## Analyzing Historical Visitation Numbers of U.S. National Parks
https://github.com/carl-schick-ds/national-parks

***

This project will analyze the historical visitation counts for each U.S. National Park and attempt to answer the following questions: 
 - How does the age of a national park impact annual visitation?
 - How does the area-size of a national park impact annual visitation?
 - Are visitation numbers impacted when a site receives an official national park designation?
 - Does the location of a national park impact annual visitation?
 - How does the weather impact monthly visitation?

***

### Data Collection
The first step of the project is to collect the data from various sources on the internet.  

Data is currently collected from two main sources...
 - The National Park Services' Integrated Resourcde Management Applications (IRMA) Portal
   - List of official national park unit codes
   - Monthly visitation counts for each national park
 - Wikipedia
   - Location (lat/long), date established, and gross area acres for each national park

Web scraping is performed using the [Beautfiul Soup](https://www.crummy.com/software/BeautifulSoup/) library.  
Fuzzy matching logic for park names is performed using the [The Fuzz (formerly Fuzzy Wuzzy)](https://github.com/seatgeek/thefuzz) library.

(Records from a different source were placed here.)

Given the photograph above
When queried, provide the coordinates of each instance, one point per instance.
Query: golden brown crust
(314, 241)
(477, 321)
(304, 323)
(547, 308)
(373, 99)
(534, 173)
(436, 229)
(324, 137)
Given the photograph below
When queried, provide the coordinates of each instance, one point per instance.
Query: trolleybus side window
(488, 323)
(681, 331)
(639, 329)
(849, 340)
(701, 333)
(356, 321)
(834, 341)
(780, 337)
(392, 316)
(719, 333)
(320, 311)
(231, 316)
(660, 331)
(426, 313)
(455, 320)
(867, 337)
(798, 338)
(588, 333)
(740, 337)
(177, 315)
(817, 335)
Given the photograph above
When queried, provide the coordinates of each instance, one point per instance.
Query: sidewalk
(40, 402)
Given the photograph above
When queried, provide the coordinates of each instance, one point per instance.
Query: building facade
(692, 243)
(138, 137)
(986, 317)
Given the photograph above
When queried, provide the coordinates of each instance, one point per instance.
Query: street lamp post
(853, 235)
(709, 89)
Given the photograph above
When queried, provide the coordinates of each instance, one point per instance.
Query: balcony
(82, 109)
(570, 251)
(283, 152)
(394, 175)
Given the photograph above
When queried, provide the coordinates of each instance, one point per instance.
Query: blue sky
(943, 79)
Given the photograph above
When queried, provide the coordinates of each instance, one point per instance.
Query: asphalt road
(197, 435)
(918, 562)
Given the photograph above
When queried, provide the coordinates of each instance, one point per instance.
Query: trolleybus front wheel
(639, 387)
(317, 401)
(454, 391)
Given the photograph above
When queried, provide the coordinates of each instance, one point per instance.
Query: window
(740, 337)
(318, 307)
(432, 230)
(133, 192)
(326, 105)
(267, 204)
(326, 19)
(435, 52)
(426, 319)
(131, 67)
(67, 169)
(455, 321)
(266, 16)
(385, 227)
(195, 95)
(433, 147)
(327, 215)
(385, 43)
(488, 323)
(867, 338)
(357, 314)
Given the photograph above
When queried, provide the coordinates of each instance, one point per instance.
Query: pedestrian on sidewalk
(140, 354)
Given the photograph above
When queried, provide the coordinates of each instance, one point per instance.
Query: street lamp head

**_Data collection will rebuild/refresh the CSV files used for the remainder of the notebook._**  
**_Data collection can be toggled on/off with the REFRESH_DATA boolean flag._**

In [116]:
REFRESH_DATA = False

import numpy as np
import pandas as pd
import os

if REFRESH_DATA:
    # pip install thefuzz

    from bs4 import BeautifulSoup
    from thefuzz import fuzz
    from thefuzz import process
    import requests
    import time
    import re
    user_agent = 'Mozilla/5.0 (X11; Linux x86_64) AppleWebKit/537.36 (KHTML, like Gecko) Chrome/44.0.2403.157 Safari/537.36'
    headers = {'User-Agent': user_agent}

In [117]:
if REFRESH_DATA:
    from requests.adapters import HTTPAdapter
    from requests.packages.urllib3.util.retry import Retry
    retry_strategy = Retry(
        total=3,
        backoff_factor=1,
        status_forcelist=[429, 500, 502, 503, 504],
        allowed_methods=["HEAD", "GET", "OPTIONS"]
    )
    adapter = HTTPAdapter(max_retries=retry_strategy)
    http = requests.Session()
    http.mount("https://", adapter)
    http.mount("http://", adapter)

In [118]:
if REFRESH_DATA:

    park_units_url = 'https://irmaservices.nps.gov/v2/rest/unit/designations'
    park_units_namespace = {'root': 'NRPC.IrmaServices.Rest.Unit'}
    park_unit_exceptions = {'DENG':'DENA', 'GAAG':'GAAR', 'GLBG':'GLBA', 'GRDG':'GRSA', 'KATG':'KATM', 'LACG':'LACL', 'WRSG':'WRST'}
    
    national_parks = {}
    r = http.get(park_units_url, headers=headers)
    soup = BeautifulSoup(r.text, "xml")
    # print(soup)

    for unit_designation in soup.find_all('UnitDesignation'):
        if unit_designation.find("Code").text == 'NP':
            units = unit_designation.find("Units")
            for value in units.find_all('Value'):
                raw_code = value.find("Code").text
                name = value.find("Name").text
                code = raw_code if raw_code not in park_unit_exceptions.keys() else park_unit_exceptions[raw_code]
                national_parks[code] = name

    # Manually add New River Gorge, if it hasn't been added yet
    if 'NERI' not in national_parks.keys():
        national_parks['NERI'] = 'New River Gorge'

    # print(national_parks)
    park_units_df = pd.DataFrame.from_dict(national_parks, orient='index', columns=['name'])
    park_units_df.index.name = 'code'
    park_units_df.sort_index(inplace=True)
    park_units_df.to_csv('national_park_units.csv')
    # print(park_units_df.head())

In [119]:
if REFRESH_DATA:

    # park_visits_homepage = 'https://irma.nps.gov/STATS/'
    park_visits_domain = 'https://irma.nps.gov'
    park_visits_url = '/STATS/SSRSReports/Park%20Specific%20Reports/Recreation%20Visitors%20By%20Month%20(1979%20-%20Last%20Calendar%20Year)'
    park_visits_qs = '?Park='
    park_visits_df = pd.DataFrame()
    target_table_min = 10

    print('Processing:', end=" ")
    for park_code in park_units_df.index:
        print(park_code, end=", ")
        park_visits_request = park_visits_domain + park_visits_url + park_visits_qs + park_code
        r = http.get(park_visits_request, headers=headers, timeout=5)
        soup = BeautifulSoup(r.text, "html")
        park_visits_iframe = soup.find('iframe').attrs['src']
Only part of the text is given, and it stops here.